Mir als Feind jeglicher Anglizismen fällt in letzter Zeit immer häufiger auf, dass Leute, wenn sie was erzählen, das Wort „man“ durch „du“ ersetzen. Also aus „Man gibt in solchen Situationen alles, bis man merkt, man schafft es doch nicht“ wird „Du gibst in solchen Situationen alles, bis du merkst, du schaffst es doch nicht“. „Man“ hört man immer seltener.
Jetzt frag ich mich, ob das auch eine Folge der Eindeutschung des Englischen ist (weil ja „man“ im Englischen mit „you“ übersetzt wird), oder ich mir das alles nur einbilde und das sehr wohl schon früher so verwendet wurde (und ich mich immer umsonst aufrege).
Gruß
Mio
Also aus „Man gibt in solchen
Situationen alles, bis man merkt, man schafft es doch nicht“
wird „Du gibst in solchen Situationen alles, bis du merkst, du
schaffst es doch nicht“. „Man“ hört man immer seltener.

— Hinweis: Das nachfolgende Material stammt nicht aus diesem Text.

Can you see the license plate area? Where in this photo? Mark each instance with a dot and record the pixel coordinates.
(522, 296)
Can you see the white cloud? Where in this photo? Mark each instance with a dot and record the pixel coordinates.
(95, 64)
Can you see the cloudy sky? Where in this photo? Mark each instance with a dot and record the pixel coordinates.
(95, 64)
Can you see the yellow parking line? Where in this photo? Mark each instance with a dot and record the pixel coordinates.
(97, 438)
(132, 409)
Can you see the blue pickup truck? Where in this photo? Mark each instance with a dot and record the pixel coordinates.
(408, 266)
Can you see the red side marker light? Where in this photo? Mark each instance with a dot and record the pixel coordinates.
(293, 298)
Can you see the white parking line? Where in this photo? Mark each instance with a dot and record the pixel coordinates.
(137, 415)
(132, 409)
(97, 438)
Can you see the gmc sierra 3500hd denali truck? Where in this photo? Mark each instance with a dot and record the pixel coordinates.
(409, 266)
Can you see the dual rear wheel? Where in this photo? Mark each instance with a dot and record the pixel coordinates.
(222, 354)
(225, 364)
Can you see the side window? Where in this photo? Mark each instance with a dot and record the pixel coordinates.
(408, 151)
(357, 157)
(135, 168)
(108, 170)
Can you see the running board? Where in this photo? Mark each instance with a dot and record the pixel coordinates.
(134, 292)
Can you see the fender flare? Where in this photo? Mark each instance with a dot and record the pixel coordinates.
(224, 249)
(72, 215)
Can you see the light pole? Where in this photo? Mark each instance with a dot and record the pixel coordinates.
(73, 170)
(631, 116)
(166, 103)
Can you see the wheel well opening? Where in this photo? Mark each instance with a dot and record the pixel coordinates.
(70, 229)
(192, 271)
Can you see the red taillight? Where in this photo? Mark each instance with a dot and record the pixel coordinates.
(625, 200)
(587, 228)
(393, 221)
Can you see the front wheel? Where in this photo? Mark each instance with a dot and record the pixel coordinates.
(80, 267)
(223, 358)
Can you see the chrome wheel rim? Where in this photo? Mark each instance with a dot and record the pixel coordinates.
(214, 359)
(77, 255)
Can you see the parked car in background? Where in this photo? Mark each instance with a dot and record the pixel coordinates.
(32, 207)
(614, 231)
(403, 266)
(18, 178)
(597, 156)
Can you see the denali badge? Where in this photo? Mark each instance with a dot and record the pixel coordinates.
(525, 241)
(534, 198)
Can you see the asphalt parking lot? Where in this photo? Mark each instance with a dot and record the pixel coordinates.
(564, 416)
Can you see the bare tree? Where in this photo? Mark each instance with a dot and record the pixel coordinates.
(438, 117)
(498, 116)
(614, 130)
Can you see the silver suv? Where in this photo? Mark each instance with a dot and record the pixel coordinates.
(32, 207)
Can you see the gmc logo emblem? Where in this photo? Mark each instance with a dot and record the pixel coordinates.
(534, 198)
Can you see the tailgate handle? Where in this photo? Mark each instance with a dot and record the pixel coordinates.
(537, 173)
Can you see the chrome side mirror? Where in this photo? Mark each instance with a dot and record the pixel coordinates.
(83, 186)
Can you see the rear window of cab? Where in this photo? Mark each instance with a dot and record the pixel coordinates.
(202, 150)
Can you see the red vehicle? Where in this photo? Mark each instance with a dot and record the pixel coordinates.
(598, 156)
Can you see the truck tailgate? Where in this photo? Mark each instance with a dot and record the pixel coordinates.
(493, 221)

in mundart würde ich das auch so sagen: wenn da sowas passiert, dann tuast ois wosd kannst, bisd merkst, daßd as do net schaffst."
nur schreiben würde ich es nicht.
datafox
Stilfrage
Hallo, Mio,
beides geht und beides ist m.E. gutes Deutsch.
Mit „man“ erhält die Erzählung größere Distanz, mehr Allgemeingültigkeit.
Mit „du“ wird der Bezug enger, der Sprecher und der Zuhörer wird näher mit dem Erzählten in Bezug gebracht.
Sogar gemischte Formen sind möglich.
„Ständig hat man Ärger mit Linux. Aber kaum machst du alles richtig, funktionierts.“
Grüße
Eckard.
Jetzt frag ich mich, ob das auch eine Folge der Eindeutschung
des Englischen ist (weil ja „man“ im Englischen mit „you“
übersetzt wird), oder ich mir das alles nur einbilde und das
sehr wohl schon früher so verwendet wurde (und ich mich immer
umsonst aufrege).
Hallo Mio
Du kannst Dich wieder abregen. Mir ist das als ziemlich alte Formulierung bekannt. Besonders in Selbstgesprächen beliebt, mit Sicherheit im rheinischen Sprachgebrauch. Ein Enttäuschter sagt z.B. so vor sich hin: „Da reißt du dir ein Bein aus, und wer dankt es dir“?
Ich empfinde es sogar als gutes Deutsch.
Dagegen wirkt die unpersönliche Entsprechung meiner Meinung nach gestelzt: „Da reißt man sich ein Bein aus, und wer dankt es einem“?
Das wäre u.U. ein Thema für einen philosophischen Exkurs, denn man könnte durchaus der Meinung sein, daß in der Du-Form zwei verschiedene Ebenen in unserem Bewußtsein miteinander reden.